La bonne nouvelle, si l’on cherche à être cyniquement sexiste, est que dans ce monde d’après la catastrophe, #Metoo est balayé. On revient au point zéro, la femme si elle compte sur des lendemains qui chantent, s’abuse. Elle est vouée à l’éternel retour à sa condition matricielle. On peut répondre à cela que dans Qui après nous vivrez, l’homme n’est guère épargné et a aussi son lot de malheurs. C’est vrai mais de façon presque périphérique pour respecter une sorte d’équilibre qui peine à convaincre.
Le point de vue des mourant·es
Ainsi donc, que l’on se rassure. Le monde de demain est la continuité de celui d’aujourd’hui, l’électricité et l’hyper technologie en moins. Là où Orwell (ou avant lui, Jack London dans un court récit La Peste écarlate ou dans Le Talon de Fer) éveille les consciences, Hervé Le Corre les distrait et les divertit dans les teintes glauques. Il émaille toutefois son roman de quelques monologues sentencieux qui accusent sur le thème “Comment a-t-on laissé faire cela ?” et il n’a pas son pareil pour évoquer la crasse qui s’accumule sur les corps et la beauté insolite des femmes au milieu de la désolation. Soit.
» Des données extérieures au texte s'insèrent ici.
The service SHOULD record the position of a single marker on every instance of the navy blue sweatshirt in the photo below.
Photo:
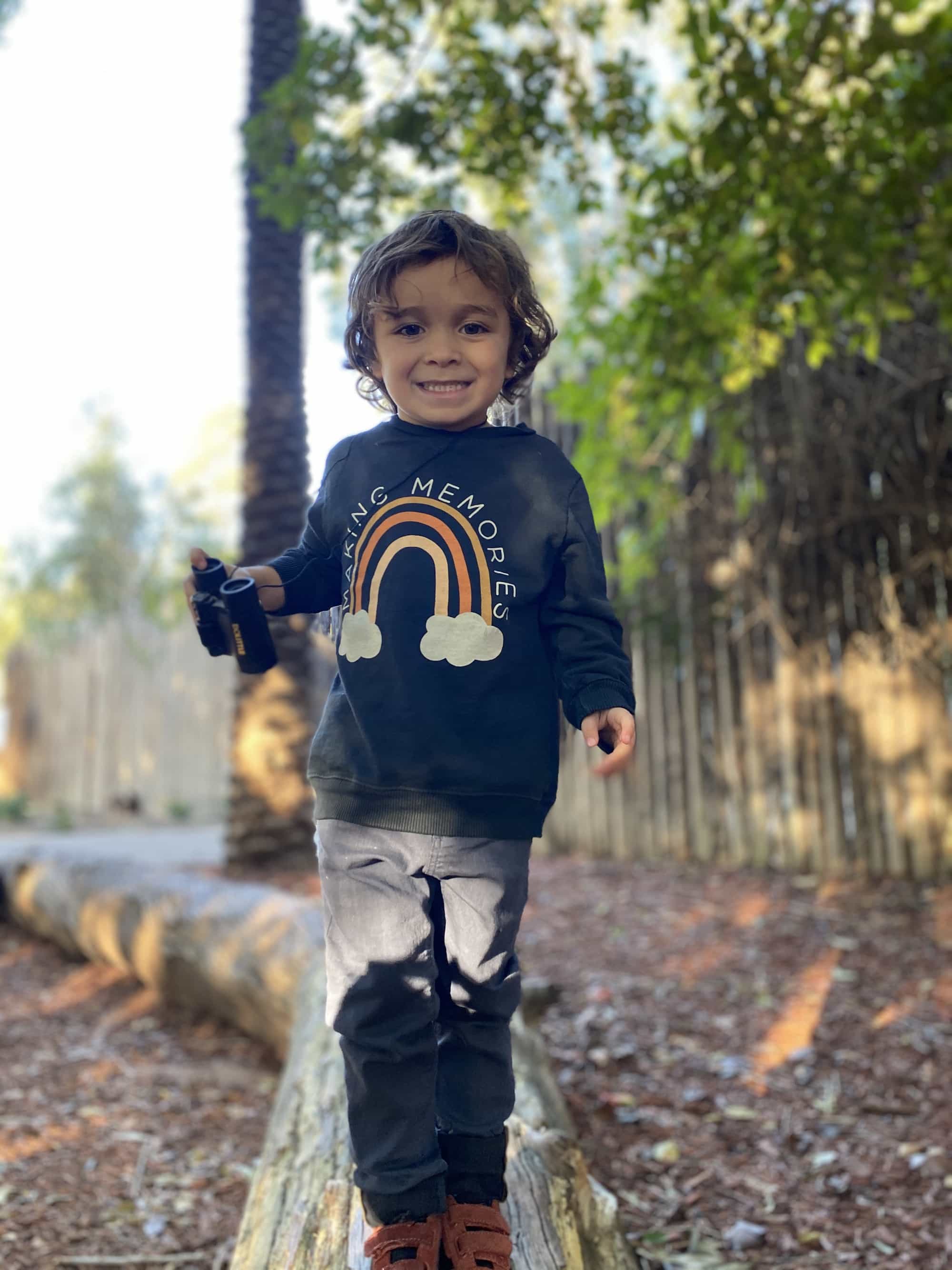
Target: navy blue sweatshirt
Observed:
(473, 590)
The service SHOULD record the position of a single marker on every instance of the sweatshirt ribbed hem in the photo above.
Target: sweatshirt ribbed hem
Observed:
(473, 816)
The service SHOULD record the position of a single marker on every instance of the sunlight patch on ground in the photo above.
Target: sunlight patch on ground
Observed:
(79, 986)
(51, 1137)
(794, 1028)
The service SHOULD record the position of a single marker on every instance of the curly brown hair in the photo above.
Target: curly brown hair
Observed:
(493, 256)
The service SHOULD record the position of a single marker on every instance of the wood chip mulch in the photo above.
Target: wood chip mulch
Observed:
(758, 1066)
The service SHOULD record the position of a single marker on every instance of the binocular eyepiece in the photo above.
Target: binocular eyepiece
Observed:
(231, 620)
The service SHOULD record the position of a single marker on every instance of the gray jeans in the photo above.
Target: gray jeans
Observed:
(422, 982)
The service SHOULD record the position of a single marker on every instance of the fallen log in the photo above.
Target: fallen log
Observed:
(254, 955)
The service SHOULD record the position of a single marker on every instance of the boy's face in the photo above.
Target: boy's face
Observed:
(444, 328)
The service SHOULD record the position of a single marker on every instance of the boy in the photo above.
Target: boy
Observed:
(470, 578)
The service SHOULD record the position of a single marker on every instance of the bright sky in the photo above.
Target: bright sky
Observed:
(122, 244)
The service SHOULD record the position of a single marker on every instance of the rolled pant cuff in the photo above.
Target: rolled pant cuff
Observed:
(413, 1206)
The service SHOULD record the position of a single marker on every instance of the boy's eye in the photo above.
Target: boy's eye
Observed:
(414, 327)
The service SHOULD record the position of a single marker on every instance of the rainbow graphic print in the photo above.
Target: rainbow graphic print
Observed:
(457, 554)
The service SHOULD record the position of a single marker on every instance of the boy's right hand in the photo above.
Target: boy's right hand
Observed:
(200, 560)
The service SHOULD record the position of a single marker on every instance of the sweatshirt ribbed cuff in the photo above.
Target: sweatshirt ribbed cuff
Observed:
(601, 695)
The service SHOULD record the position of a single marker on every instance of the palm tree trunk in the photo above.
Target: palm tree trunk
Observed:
(271, 804)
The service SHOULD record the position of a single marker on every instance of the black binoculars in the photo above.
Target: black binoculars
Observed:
(231, 620)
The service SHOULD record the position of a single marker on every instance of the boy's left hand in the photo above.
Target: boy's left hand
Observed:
(616, 728)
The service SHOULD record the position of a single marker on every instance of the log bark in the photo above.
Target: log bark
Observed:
(254, 957)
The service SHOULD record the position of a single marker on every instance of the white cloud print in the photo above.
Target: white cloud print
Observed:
(360, 637)
(461, 640)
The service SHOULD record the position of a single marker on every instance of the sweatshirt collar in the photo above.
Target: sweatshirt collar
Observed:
(416, 430)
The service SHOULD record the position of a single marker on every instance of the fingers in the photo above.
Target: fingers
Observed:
(620, 757)
(198, 560)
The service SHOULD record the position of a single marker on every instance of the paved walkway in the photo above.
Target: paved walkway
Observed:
(179, 845)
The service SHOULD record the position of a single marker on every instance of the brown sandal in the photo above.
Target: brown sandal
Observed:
(476, 1236)
(423, 1237)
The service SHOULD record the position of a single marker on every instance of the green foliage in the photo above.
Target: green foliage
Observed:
(179, 810)
(417, 101)
(16, 810)
(804, 189)
(809, 189)
(115, 548)
(8, 8)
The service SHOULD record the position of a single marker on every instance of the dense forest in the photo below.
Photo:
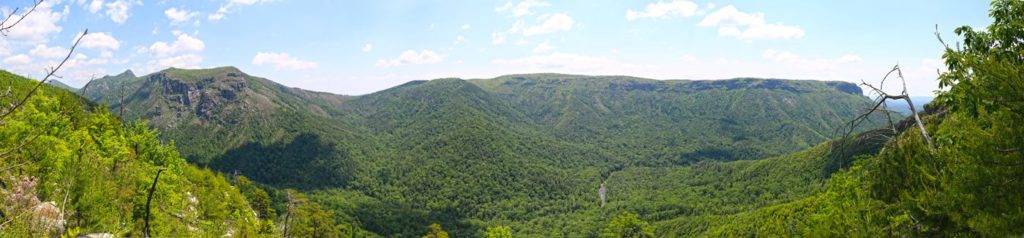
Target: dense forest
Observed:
(217, 152)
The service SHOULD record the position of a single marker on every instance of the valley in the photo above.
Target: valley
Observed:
(525, 151)
(532, 118)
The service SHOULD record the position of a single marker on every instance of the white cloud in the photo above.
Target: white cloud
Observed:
(733, 23)
(521, 8)
(498, 38)
(850, 58)
(568, 63)
(543, 47)
(183, 52)
(95, 5)
(48, 52)
(412, 57)
(99, 40)
(119, 9)
(19, 58)
(230, 6)
(179, 15)
(38, 26)
(664, 9)
(283, 62)
(183, 44)
(555, 23)
(821, 64)
(189, 61)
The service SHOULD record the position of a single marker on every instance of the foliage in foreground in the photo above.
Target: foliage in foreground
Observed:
(67, 170)
(968, 185)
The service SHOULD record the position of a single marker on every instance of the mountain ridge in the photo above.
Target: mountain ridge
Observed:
(460, 152)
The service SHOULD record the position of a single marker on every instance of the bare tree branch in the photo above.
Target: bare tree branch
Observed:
(883, 96)
(50, 73)
(145, 231)
(4, 27)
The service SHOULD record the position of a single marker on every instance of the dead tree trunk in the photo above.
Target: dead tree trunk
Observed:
(884, 96)
(148, 199)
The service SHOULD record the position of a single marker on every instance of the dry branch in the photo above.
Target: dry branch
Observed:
(4, 27)
(49, 73)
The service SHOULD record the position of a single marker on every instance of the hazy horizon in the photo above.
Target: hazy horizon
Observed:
(357, 48)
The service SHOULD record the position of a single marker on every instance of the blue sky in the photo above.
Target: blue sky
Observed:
(357, 47)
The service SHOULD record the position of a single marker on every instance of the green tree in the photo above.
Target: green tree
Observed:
(499, 232)
(436, 232)
(628, 225)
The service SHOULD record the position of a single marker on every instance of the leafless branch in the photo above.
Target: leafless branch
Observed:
(18, 147)
(49, 73)
(883, 96)
(4, 27)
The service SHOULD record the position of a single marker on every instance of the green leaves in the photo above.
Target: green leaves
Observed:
(628, 225)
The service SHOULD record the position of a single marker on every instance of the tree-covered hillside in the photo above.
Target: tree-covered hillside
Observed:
(70, 169)
(968, 185)
(525, 151)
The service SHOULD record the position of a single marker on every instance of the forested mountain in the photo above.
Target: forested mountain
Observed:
(70, 169)
(59, 84)
(220, 153)
(523, 150)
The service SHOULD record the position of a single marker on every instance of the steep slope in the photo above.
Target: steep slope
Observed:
(526, 150)
(210, 111)
(68, 171)
(680, 121)
(60, 85)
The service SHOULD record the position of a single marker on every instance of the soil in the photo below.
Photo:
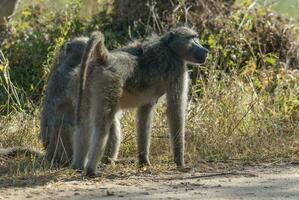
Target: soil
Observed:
(280, 182)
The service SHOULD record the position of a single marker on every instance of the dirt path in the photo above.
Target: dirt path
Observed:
(252, 183)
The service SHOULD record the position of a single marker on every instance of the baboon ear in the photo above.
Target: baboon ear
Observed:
(169, 37)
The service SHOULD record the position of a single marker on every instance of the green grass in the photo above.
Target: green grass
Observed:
(288, 8)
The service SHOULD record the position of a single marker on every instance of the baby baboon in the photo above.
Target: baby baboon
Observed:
(7, 9)
(58, 109)
(111, 81)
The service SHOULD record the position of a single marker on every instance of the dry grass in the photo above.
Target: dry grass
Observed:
(232, 118)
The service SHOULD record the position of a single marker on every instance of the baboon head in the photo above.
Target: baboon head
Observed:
(184, 43)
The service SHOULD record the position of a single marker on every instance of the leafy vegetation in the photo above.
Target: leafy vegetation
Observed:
(244, 102)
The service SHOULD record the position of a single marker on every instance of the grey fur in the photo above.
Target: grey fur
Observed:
(14, 151)
(58, 108)
(117, 80)
(7, 9)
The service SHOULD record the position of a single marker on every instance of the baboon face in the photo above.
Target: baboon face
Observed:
(184, 42)
(72, 51)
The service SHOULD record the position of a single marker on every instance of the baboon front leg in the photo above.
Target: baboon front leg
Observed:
(144, 119)
(112, 149)
(80, 144)
(176, 100)
(103, 120)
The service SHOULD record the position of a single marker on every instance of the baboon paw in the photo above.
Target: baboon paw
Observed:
(184, 169)
(144, 163)
(78, 168)
(145, 167)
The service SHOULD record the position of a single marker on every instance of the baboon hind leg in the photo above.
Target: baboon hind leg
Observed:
(113, 144)
(144, 119)
(59, 148)
(80, 145)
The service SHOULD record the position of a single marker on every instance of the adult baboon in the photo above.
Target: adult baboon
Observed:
(7, 9)
(58, 109)
(111, 81)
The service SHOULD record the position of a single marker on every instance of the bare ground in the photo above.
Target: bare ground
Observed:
(280, 182)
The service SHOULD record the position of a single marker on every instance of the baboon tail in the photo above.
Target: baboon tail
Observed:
(14, 151)
(95, 47)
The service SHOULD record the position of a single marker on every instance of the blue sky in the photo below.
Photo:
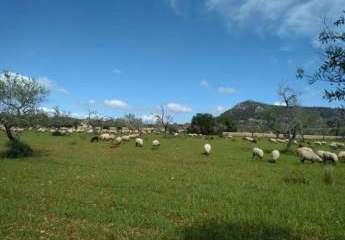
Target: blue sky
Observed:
(191, 55)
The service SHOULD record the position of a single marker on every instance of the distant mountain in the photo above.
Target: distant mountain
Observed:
(249, 110)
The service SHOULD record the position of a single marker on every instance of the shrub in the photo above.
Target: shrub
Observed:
(16, 149)
(328, 175)
(57, 134)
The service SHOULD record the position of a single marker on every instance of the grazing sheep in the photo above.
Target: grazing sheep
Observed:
(328, 156)
(318, 143)
(207, 149)
(306, 153)
(106, 137)
(250, 139)
(155, 144)
(257, 152)
(125, 138)
(139, 142)
(94, 139)
(275, 156)
(341, 155)
(282, 140)
(118, 140)
(334, 145)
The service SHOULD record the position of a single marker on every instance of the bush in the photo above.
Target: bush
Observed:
(328, 175)
(57, 134)
(16, 149)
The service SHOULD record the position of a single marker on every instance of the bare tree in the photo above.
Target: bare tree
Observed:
(19, 99)
(164, 118)
(290, 118)
(133, 123)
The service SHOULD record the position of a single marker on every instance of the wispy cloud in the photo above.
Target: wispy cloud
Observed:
(178, 108)
(284, 18)
(150, 118)
(204, 83)
(279, 103)
(115, 103)
(51, 85)
(117, 71)
(226, 90)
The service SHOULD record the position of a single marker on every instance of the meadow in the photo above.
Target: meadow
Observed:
(72, 189)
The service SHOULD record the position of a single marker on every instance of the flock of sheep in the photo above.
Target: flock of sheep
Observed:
(305, 153)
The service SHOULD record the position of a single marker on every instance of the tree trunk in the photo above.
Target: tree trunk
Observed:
(9, 133)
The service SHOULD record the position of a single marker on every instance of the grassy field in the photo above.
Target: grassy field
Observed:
(73, 189)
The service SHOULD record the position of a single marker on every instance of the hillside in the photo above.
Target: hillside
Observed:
(247, 110)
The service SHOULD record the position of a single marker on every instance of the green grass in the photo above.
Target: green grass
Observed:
(73, 189)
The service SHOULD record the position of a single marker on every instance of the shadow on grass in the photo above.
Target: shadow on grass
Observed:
(237, 231)
(19, 149)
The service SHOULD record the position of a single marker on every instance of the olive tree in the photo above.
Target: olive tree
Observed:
(19, 100)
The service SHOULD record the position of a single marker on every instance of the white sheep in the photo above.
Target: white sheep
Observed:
(125, 138)
(250, 139)
(308, 154)
(118, 140)
(139, 142)
(341, 155)
(257, 152)
(155, 143)
(207, 149)
(328, 156)
(275, 155)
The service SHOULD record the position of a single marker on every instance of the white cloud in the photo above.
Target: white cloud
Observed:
(204, 83)
(117, 71)
(279, 103)
(151, 118)
(115, 103)
(221, 109)
(51, 85)
(178, 108)
(283, 17)
(226, 90)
La littérature dystopique actuelle adopte le point de vue univoque des mourant·es que nous sommes tou·tes censé·es être sans le savoir, le moins imaginatif finalement. L’écrivain tire le fil du pire sans se fatiguer. Un peu plus de maladies incontrôlables, de domination des plus forts, de phénomènes climatiques extrêmes et le tour est joué, la presse qualifie alors le livre de “noir, visionnaire, poétique”. Certains critiques voient même dans le roman d’Hervé Le Corre un hommage rendu aux femmes qui résistent et se battent pour sauver leur humanité et l’humanité. Il est vrai que Rebecca, Alice, Nour et Clara incarnent des “Mères Courage” mais ne parviennent pas à faire oublier que des milliers d’autres se font torturer, battre et violer. Elles restent des figures épiques sans épopée, privées du pouvoir de réinventer le monde.
Un conseil
On préfère lire un premier roman aux éditions Gallmeister écrit par Christina Sweeney-Baird, La Fin des Hommes. Quand 90 % de la population masculine est décimé par une pandémie, qu’advient-il du monde ? Loin de céder à la facilité, l’autrice évoque les rapports entre les femmes dominantes et les hommes survivants avec une acuité sans complaisance et sait mêler l’intime et l’universel. Peu importe qu’elle accumule de façon répétitive les scènes d’horreur. Il dérange sans esbroufe, sans goût pour la surenchère et a le mérite de mettre en scène le monde dans sa plus grande diversité. Le contraire d’un monochrome.
Sophie Carrouge
Qui après nous vivrez, Hervé Le Corre, Rivages, 2024, 400 p., 21.90€.
La Fin des Hommes, Christina Sweeney-Baird, Gallmeister, 2023, 480 p., 12,20€.